The classification of closures into Type I (for aqueous preparations) and Type II (for nonaqueous preparations) provides a framework for selecting appropriate closures based on the drug product’s formulation and requirements.
The upcoming implementation of USP <382> on December 1, 2025 represents a significant evolution in the regulatory landscape. Functionality testing will shift from component-level evaluation to system-level evaluation, placing greater responsibility on pharmaceutical manufacturers to demonstrate that the complete container closure system—vial, stopper, and cap—performs as intended under real-world conditions.
As the pharmaceutical industry continues to advance, the importance of robust container closure systems will only grow. At Vialab, we remain committed to supporting our partners with high-quality packaging components and the technical expertise needed to navigate the evolving regulatory landscape.
References
- USP <381> – Elastomeric Closures for Injections
- USP <382> – Elastomeric Component Functional Suitability in Parenteral Product Packaging/Delivery Systems
- USP <87> – Biological Reactivity Tests, In Vitro
- USP <88> – Biological Reactivity Tests, In Vivo
- USP <1207> – Package Integrity Evaluation — Sterile Products
- Ph.

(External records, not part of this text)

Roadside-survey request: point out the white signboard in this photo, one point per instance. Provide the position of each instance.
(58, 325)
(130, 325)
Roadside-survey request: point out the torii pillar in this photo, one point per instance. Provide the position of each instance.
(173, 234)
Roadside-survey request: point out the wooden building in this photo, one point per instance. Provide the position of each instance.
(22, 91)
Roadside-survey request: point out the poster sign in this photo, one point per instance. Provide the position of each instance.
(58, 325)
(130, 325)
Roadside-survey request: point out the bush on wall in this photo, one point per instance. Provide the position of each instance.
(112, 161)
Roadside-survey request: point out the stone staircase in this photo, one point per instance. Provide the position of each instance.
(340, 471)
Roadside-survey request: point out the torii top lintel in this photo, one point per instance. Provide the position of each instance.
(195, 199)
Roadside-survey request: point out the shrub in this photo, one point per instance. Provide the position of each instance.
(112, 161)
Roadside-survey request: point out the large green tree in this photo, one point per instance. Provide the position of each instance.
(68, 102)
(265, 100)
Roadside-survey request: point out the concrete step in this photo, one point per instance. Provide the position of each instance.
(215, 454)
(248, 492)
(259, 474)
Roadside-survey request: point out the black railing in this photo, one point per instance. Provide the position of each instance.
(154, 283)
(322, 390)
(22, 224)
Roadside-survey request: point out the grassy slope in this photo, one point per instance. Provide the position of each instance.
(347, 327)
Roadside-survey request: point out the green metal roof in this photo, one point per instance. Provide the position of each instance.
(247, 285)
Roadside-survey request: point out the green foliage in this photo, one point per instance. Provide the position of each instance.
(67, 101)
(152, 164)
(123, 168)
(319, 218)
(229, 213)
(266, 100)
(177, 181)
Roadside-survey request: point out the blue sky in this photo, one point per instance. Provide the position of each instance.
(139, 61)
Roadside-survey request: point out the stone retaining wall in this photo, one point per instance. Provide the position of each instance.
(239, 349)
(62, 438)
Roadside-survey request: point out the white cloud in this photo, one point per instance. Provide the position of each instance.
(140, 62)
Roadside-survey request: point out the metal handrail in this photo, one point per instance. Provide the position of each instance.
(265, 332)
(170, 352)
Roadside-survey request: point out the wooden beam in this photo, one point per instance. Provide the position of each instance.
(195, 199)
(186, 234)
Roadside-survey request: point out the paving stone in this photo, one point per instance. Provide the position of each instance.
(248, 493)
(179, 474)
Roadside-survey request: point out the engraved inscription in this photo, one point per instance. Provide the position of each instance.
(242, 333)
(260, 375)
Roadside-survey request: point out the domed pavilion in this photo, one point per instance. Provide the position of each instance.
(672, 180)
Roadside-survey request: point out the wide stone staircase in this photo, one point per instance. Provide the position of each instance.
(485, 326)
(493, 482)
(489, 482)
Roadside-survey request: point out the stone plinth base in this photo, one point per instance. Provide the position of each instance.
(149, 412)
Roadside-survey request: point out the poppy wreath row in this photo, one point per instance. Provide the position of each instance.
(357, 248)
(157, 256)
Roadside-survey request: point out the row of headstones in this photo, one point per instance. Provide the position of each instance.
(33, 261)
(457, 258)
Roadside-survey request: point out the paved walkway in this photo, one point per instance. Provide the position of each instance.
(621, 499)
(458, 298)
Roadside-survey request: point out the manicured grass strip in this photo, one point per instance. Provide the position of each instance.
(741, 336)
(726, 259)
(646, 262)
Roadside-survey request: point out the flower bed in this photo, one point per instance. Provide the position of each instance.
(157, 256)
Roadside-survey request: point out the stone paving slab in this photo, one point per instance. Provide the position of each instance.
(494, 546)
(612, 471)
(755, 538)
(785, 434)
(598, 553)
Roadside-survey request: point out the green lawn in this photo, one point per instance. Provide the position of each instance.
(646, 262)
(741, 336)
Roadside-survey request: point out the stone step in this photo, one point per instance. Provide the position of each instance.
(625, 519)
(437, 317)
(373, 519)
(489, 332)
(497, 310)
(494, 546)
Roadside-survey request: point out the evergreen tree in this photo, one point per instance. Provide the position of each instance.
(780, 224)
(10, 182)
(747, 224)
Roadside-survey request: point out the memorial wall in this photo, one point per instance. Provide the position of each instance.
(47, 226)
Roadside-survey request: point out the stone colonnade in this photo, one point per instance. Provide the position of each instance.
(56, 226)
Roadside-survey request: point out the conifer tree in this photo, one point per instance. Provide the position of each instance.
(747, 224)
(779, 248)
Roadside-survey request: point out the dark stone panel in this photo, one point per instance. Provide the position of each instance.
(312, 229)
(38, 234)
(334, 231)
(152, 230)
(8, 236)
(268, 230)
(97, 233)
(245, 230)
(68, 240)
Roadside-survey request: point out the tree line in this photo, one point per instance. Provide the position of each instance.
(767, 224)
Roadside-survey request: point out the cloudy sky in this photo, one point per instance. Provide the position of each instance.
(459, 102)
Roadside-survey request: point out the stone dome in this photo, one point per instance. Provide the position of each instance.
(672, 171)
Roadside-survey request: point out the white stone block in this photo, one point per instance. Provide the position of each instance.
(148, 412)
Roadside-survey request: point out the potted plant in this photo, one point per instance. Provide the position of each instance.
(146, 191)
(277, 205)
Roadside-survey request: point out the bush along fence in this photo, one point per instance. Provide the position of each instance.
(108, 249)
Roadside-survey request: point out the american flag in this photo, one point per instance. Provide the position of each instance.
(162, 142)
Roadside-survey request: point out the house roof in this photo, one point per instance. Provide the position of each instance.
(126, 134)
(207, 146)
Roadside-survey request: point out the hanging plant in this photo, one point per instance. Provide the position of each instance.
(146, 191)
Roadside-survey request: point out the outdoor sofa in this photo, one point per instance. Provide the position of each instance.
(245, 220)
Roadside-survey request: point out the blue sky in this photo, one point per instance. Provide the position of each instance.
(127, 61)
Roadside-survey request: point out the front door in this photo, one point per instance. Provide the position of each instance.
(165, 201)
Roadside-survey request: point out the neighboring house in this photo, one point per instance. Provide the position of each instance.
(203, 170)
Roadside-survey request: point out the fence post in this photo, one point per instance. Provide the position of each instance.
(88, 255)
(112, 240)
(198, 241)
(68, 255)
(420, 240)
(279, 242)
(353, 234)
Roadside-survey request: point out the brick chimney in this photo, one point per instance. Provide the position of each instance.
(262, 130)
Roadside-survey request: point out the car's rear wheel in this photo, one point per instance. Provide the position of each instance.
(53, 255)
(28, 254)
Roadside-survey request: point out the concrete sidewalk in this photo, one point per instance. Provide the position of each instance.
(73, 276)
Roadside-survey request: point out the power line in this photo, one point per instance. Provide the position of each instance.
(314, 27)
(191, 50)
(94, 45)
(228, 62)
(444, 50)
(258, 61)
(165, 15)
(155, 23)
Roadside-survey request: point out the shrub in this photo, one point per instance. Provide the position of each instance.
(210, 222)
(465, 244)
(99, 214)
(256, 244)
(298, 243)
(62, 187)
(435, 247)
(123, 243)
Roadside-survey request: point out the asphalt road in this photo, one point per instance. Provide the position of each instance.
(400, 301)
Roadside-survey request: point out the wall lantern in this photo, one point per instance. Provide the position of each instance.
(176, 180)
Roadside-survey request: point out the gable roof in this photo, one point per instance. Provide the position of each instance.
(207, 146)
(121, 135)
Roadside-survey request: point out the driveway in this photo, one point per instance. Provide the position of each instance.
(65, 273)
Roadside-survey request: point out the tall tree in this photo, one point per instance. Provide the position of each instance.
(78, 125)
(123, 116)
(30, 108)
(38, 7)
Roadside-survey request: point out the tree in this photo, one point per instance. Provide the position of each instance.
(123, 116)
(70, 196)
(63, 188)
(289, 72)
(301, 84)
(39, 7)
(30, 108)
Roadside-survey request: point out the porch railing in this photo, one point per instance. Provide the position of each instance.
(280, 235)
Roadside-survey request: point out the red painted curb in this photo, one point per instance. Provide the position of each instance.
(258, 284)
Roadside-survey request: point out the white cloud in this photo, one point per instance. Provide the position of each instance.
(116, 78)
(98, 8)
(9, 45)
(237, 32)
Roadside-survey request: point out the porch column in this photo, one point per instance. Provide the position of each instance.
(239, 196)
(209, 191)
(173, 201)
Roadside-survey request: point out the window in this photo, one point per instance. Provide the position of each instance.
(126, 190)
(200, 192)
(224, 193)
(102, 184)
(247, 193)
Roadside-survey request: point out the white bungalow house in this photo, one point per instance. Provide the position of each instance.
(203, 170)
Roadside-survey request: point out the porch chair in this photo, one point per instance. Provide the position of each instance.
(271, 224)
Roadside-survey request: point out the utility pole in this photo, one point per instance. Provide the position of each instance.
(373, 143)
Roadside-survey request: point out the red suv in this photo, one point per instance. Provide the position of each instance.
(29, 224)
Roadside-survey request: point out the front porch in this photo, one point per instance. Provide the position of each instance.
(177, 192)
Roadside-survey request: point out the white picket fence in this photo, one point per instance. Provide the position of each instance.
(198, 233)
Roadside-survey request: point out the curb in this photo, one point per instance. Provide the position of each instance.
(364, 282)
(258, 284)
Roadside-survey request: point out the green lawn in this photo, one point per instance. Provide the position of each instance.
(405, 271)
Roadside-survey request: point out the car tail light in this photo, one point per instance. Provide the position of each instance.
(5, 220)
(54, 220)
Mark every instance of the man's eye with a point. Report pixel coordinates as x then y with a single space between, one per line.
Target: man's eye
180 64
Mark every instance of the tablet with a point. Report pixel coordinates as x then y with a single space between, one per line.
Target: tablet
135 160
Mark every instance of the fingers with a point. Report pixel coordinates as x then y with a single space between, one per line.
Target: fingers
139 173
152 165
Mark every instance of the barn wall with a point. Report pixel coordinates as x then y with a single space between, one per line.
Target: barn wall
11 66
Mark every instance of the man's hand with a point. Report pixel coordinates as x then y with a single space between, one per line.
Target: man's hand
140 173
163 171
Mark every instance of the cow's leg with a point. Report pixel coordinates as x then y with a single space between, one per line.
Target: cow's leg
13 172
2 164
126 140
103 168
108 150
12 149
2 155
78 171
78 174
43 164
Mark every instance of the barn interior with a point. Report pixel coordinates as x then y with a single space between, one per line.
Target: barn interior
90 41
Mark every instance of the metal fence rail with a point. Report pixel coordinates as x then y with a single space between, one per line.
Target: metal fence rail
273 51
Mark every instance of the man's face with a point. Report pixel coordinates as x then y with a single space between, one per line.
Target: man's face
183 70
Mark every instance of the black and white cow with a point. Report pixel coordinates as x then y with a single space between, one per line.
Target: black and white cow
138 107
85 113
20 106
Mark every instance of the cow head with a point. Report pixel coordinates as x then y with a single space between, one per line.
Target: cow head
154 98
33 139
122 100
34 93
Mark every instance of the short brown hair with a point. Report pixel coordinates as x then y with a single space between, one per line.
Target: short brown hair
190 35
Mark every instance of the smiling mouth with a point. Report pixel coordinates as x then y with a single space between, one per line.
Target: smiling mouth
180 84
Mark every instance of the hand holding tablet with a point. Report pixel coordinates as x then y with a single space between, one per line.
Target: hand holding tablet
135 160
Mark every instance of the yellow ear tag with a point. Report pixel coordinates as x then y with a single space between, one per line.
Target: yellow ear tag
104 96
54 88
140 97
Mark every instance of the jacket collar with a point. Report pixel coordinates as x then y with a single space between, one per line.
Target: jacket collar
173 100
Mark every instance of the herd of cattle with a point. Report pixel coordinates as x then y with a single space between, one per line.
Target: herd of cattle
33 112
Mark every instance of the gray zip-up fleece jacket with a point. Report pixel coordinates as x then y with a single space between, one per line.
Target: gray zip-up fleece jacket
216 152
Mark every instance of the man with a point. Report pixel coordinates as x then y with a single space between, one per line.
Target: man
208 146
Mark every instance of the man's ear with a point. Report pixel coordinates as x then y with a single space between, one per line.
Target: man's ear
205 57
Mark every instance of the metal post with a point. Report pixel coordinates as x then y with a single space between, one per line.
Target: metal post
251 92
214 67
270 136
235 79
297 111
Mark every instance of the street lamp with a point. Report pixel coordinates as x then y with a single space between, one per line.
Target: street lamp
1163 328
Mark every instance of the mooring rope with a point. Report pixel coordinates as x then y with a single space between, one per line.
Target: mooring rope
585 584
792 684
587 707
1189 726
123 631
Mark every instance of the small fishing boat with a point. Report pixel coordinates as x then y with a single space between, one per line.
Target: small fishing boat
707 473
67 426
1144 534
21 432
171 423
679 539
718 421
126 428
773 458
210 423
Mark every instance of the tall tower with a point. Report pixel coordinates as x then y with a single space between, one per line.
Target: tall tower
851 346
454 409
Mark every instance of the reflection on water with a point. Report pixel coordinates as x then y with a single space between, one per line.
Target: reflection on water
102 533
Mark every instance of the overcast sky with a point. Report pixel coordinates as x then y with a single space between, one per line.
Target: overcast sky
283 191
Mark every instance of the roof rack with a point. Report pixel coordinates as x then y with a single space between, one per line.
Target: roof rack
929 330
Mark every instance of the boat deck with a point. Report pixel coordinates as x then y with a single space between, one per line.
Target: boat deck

Eur. 3.2.9 – Rubber Closures for Containers for Aqueous Parenteral Preparations, for Powders and for Freeze-Dried Powders
- ISO 8871-5 – Elastomeric parts for parenterals and for devices for pharmaceutical use — Part 5: Functional requirements and testing
- ISO 7864 – Sterile hypodermic needles for single use — Requirements and test methods
- 21 CFR Part 211 – Current Good Manufacturing Practice for Finished Pharmaceuticals
- FDA Guidance for Industry: Container Closure Systems for Packaging Human Drugs and Biologics
This article is provided for informational purposes only and does not constitute regulatory advice. Manufacturers should consult with qualified experts and regulatory authorities for specific product validation and compliance.